The cost of the average Senate campaign has almost tripled since 1980, to $3.1 million last year. It has reached a point, supporters of the measure noted, where a senator must scramble to raise an average of $10,000 a week during a six-year term in order to run for reelection.
$30-Million Senate Race
In large states, where candidates rely heavily on expensive television advertising to reach millions of voters, the costs run even higher: California’s Sen. Pete Wilson, a Republican, predicted that he and his opponents in the next Senate race together will spend as much as $30 million.
Byrd, who himself has been criticized for his fund-raising tactics, described the growing expense of campaigning as “a political AIDS virus” that is certain to lead to “a scandal of tremendous proportion.”
“Can (opponents of the legislation) honestly say it is healthy for the system that competition for the highest offices in this land . . . are based on which candidate can raise the most money?” asked Sen. David L. Boren (D-Okla.), another backer of the measure.
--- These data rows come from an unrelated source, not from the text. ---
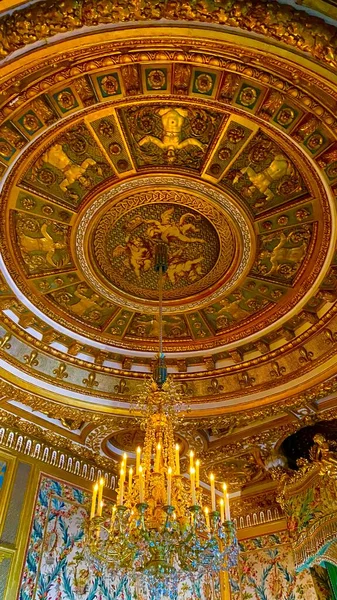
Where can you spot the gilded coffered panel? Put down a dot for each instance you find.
(218, 146)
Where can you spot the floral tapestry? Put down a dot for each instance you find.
(266, 571)
(57, 566)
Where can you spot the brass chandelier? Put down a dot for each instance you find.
(159, 534)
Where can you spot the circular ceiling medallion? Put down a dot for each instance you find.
(204, 231)
(124, 250)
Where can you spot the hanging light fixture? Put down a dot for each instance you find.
(158, 532)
The bill would set voluntary spending limits in Senate races according to a formula based on a state’s population. Candidates who agreed to abide by those limits but faced opponents who did not would be eligible to receive public funds. The bill would add other incentives for staying within the limits, such as reduced rates for postage and broadcast time.
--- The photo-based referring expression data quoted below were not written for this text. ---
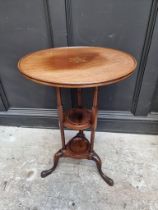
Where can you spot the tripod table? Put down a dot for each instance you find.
(77, 67)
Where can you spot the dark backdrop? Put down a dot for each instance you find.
(132, 26)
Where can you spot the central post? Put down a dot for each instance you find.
(79, 119)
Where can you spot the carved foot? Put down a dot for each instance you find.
(97, 159)
(58, 155)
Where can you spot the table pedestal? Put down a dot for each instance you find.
(78, 147)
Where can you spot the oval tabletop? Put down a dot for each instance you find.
(77, 67)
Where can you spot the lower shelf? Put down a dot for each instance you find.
(78, 119)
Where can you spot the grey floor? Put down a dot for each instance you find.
(131, 160)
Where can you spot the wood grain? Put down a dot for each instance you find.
(77, 67)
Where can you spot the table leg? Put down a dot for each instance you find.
(78, 147)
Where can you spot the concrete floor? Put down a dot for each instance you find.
(131, 160)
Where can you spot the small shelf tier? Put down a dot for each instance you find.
(78, 119)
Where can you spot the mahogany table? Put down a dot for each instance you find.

To meet criteria set by the Supreme Court’s 1976 decision that a mandatory spending limit would violate the First Amendment, compliance with any such limit would have to be voluntary.
Republicans agreed that campaign costs have risen out of control, but complained that the taxpayers should not be asked to spend millions of dollars to finance political campaigns.
They also contended that the legislation was written to make it easier for Democrats to maintain their majorities in the House and Senate. A Republican-backed alternative bill would have raised the limits on contributions from individuals, with which Republicans have usually fared well, and lowered them for political action committees, a source of support where Democrats have the advantage.
McConnell said that the PACs will be behind any “scandal that is waiting to happen” and added that “the Democrats are not willing to do anything about them.”
The Democratic-sponsored measure would impose overall limits on the total amount of money that a candidate could receive from PACs, but would not change the current limit of $5,000 on individual donations made by PACs.
Since June, Byrd has tried seven times to break the filibuster, which is said to have set a record. Each vote produced almost the same tally.
Byrd acknowledged during the debate that he has been forced to join what he described as “the money chase.” Earlier this year, he came under sharp criticism for charging several hundred lobbyists $10,000 each for the opportunity to meet with him on a regular basis.